The point is that if $(U_p, \phi_p)$ is a chart about $p$ in $M$ and $(V_{f(p)}, \psi_{f(p)})$ is a chart about $f(p)$ in $N$ then $(f_*)_p: T_pM \to T_{f(p)}N$ is a linear transformation, so it has a matrix representation in the coordinates defined by $\phi$ and $\psi$. If we can show that this matrix is the Jacobian of $\hat f:=\psi_{f(p)} \circ f \circ \phi_p^{-1}$, which is $\left(\frac{\partial \hat f^j}{\partial r^i}\right)_{ij},$ then $\hat f$ will be a local diffeomorphism, which is what we want.

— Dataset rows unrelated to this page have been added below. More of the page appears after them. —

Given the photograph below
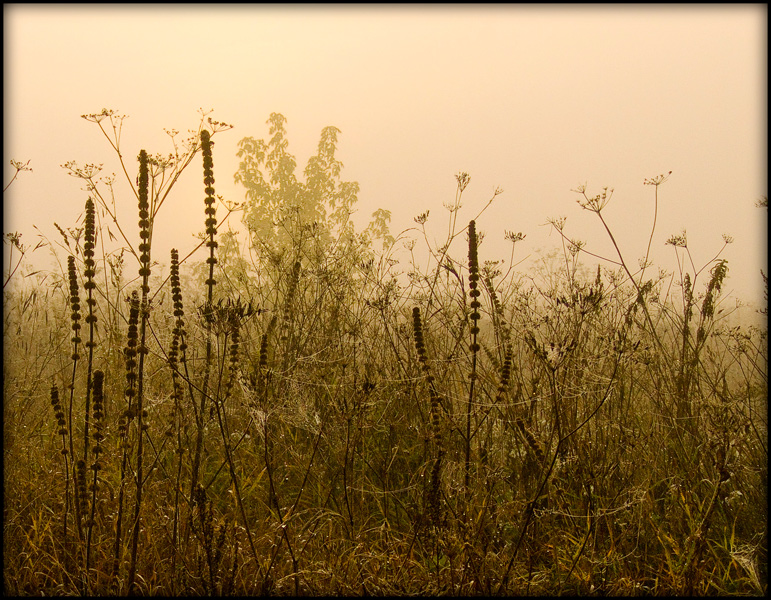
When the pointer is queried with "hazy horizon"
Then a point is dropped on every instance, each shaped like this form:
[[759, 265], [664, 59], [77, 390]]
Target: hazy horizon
[[534, 100]]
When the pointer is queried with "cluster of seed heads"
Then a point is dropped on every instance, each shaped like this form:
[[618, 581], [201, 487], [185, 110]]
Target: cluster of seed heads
[[144, 221], [473, 267], [98, 435], [61, 423], [210, 210], [74, 304], [130, 354], [420, 347]]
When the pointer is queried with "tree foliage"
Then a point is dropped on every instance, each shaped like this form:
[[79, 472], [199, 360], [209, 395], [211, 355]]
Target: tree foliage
[[281, 212]]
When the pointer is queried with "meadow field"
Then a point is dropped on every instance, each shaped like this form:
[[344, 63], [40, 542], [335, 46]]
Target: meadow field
[[308, 415]]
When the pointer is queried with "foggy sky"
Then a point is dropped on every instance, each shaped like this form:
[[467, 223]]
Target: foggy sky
[[534, 100]]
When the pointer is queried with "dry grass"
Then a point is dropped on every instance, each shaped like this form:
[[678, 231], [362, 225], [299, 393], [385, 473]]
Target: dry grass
[[308, 423]]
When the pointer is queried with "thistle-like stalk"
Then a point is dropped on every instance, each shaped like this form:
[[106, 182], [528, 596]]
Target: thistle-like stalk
[[130, 354], [89, 285], [474, 293], [62, 430], [75, 317], [98, 436], [420, 348], [145, 233]]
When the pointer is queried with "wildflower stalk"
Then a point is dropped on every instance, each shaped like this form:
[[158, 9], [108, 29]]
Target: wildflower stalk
[[127, 416], [420, 348], [474, 293], [211, 243], [145, 233], [76, 340], [89, 285], [98, 436]]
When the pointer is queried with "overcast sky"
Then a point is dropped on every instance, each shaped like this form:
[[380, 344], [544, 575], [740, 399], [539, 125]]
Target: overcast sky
[[534, 100]]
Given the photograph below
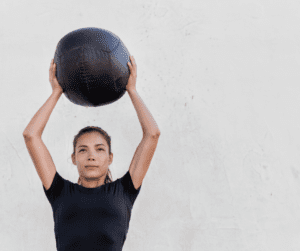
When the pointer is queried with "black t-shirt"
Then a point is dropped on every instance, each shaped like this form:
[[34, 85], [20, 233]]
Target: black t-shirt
[[91, 218]]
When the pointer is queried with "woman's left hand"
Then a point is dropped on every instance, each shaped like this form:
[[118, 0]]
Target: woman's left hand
[[133, 74]]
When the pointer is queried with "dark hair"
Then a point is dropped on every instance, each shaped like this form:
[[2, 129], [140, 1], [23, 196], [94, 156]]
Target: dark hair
[[89, 129]]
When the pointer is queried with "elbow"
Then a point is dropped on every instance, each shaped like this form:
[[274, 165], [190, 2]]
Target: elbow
[[155, 135]]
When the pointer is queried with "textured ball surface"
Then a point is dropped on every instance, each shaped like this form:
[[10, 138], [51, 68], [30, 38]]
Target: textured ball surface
[[92, 66]]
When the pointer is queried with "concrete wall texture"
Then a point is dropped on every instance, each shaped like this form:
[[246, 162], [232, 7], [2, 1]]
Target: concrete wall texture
[[221, 79]]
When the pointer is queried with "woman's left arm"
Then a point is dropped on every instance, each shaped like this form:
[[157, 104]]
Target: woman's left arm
[[145, 150]]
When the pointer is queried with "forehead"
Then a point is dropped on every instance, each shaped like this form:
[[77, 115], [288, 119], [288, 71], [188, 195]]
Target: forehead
[[91, 138]]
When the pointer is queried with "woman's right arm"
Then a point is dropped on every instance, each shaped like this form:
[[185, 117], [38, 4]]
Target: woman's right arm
[[33, 134]]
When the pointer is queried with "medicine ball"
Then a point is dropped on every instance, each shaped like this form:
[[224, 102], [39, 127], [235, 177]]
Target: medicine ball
[[92, 66]]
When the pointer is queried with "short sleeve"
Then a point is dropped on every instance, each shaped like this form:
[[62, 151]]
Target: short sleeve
[[129, 188], [55, 189]]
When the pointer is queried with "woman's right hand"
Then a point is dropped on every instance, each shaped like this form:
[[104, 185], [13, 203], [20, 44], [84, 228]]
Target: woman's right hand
[[52, 78]]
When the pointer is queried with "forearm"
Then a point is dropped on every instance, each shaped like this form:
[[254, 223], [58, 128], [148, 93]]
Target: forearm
[[148, 123], [40, 119]]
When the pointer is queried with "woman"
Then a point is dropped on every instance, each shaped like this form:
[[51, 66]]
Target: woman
[[95, 213]]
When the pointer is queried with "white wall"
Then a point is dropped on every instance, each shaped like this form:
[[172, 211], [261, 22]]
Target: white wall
[[221, 79]]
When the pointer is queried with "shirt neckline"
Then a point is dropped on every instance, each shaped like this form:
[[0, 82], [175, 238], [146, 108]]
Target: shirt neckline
[[89, 190]]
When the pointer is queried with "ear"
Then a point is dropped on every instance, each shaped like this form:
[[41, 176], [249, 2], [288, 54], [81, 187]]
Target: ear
[[111, 157]]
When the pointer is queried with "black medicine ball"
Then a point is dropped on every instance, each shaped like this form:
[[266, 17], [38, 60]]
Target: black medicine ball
[[92, 66]]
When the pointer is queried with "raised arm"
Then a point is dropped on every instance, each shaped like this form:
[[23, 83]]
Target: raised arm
[[145, 150], [33, 134]]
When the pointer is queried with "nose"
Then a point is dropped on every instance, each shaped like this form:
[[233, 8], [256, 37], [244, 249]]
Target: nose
[[91, 155]]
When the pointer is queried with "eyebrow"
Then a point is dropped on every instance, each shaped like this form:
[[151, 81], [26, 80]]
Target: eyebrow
[[86, 146]]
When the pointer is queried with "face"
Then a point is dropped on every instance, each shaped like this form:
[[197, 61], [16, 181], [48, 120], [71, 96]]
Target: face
[[92, 150]]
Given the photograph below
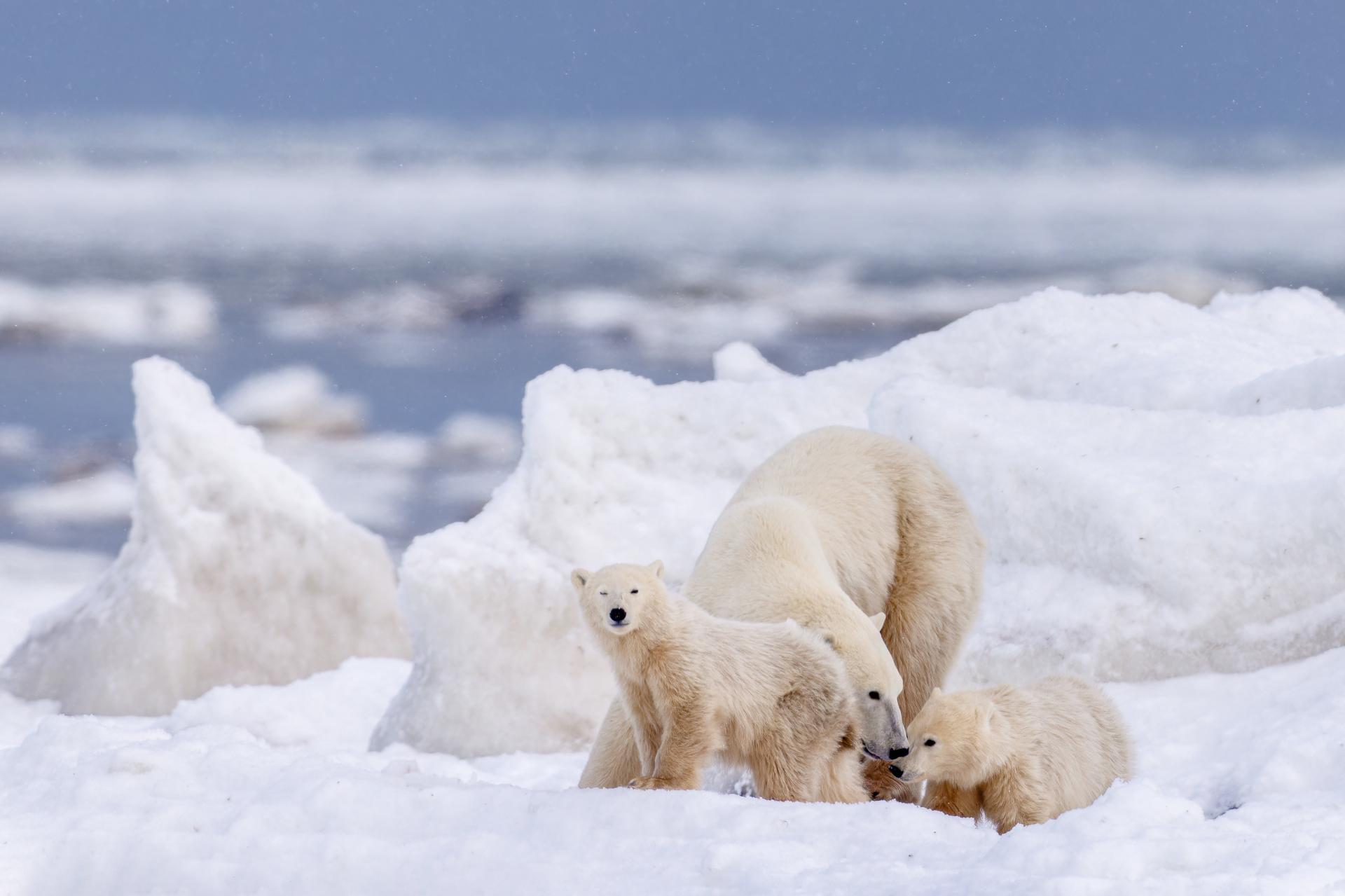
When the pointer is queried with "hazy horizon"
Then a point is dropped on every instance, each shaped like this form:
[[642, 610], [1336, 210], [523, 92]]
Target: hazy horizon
[[1210, 67]]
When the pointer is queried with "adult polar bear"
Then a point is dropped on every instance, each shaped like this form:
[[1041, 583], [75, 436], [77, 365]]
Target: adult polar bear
[[836, 528]]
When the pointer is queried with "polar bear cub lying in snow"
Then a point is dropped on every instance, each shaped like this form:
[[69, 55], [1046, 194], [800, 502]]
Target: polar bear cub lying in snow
[[1023, 755], [771, 696]]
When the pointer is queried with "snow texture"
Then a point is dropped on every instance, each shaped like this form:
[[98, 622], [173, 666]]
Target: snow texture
[[166, 312], [1137, 526], [1238, 790], [481, 439], [235, 572], [295, 399]]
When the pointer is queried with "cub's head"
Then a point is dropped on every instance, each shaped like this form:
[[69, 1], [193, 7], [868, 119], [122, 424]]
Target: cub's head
[[616, 599], [956, 739]]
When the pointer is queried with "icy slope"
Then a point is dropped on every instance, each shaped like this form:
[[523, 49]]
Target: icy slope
[[1239, 790], [1140, 524], [235, 572]]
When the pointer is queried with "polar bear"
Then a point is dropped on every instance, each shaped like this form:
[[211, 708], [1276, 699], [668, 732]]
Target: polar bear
[[770, 696], [841, 529], [1023, 755]]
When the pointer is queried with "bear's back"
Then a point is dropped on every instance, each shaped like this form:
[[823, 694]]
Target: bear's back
[[1075, 735]]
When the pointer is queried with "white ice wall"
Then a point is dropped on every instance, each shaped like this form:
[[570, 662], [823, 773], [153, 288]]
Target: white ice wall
[[235, 572], [1076, 425]]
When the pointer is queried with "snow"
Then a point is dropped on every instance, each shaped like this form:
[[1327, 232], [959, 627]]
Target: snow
[[1118, 546], [481, 439], [264, 789], [106, 494], [295, 399], [33, 580], [400, 307], [743, 362], [371, 479], [1068, 420], [167, 312], [235, 572]]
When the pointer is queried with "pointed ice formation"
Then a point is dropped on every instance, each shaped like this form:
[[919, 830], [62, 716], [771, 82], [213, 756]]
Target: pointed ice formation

But, $\textit{by definition},\ \frac{\partial }{\partial x^i}=(\phi_*)^{-1}\frac{\partial }{\partial r^i}$, where $(r^i)$ are the usual Euclidean coordinates. Similarly, $\frac{\partial }{\partial y^i}=(\psi_*)^{-1}\frac{\partial }{\partial s^i}$ where we use $(s^i)$ to represent the Euclidean coordinates in the range of $\hat f$ just to make the calculations easier to follow. For the same reason, we drop the subscripts $p$ and $f(p).$ Finally, we note that by the chain rule in $\mathbb R^n,\ \hat f_*\frac{\partial }{\partial r^i}=\frac{\partial \hat f^j}{\partial r^i}\frac{\partial}{\partial s^j},$ where the $(\hat f^j)$ are the components of $\hat f$. Then, we calculate
$f_*\frac{\partial }{\partial x^i}=f_*\circ (\phi_*)^{-1}\frac{\partial }{\partial r^i}=(f\circ \phi^{-1})_*\frac{\partial }{\partial r^i}=$
$(\psi^{-1}\circ \hat f)_*\frac{\partial }{\partial r^i}=(\psi_*)^{-1}\circ \hat f_*\frac{\partial }{\partial r^i}=$
$(\psi^{-1})_*\frac{\partial \hat f^j}{\partial r^i}\frac{\partial}{\partial s^j}=\frac{\partial \hat f^j}{\partial r^i}(\psi^{-1})_*\frac{\partial}{\partial s^j}=\frac{\partial \hat f^j}{\partial r^i}\frac{\partial}{\partial y^j}$.
It follows that the matrix of $f_*$ is the Jacobian of $\hat f,$ as desired.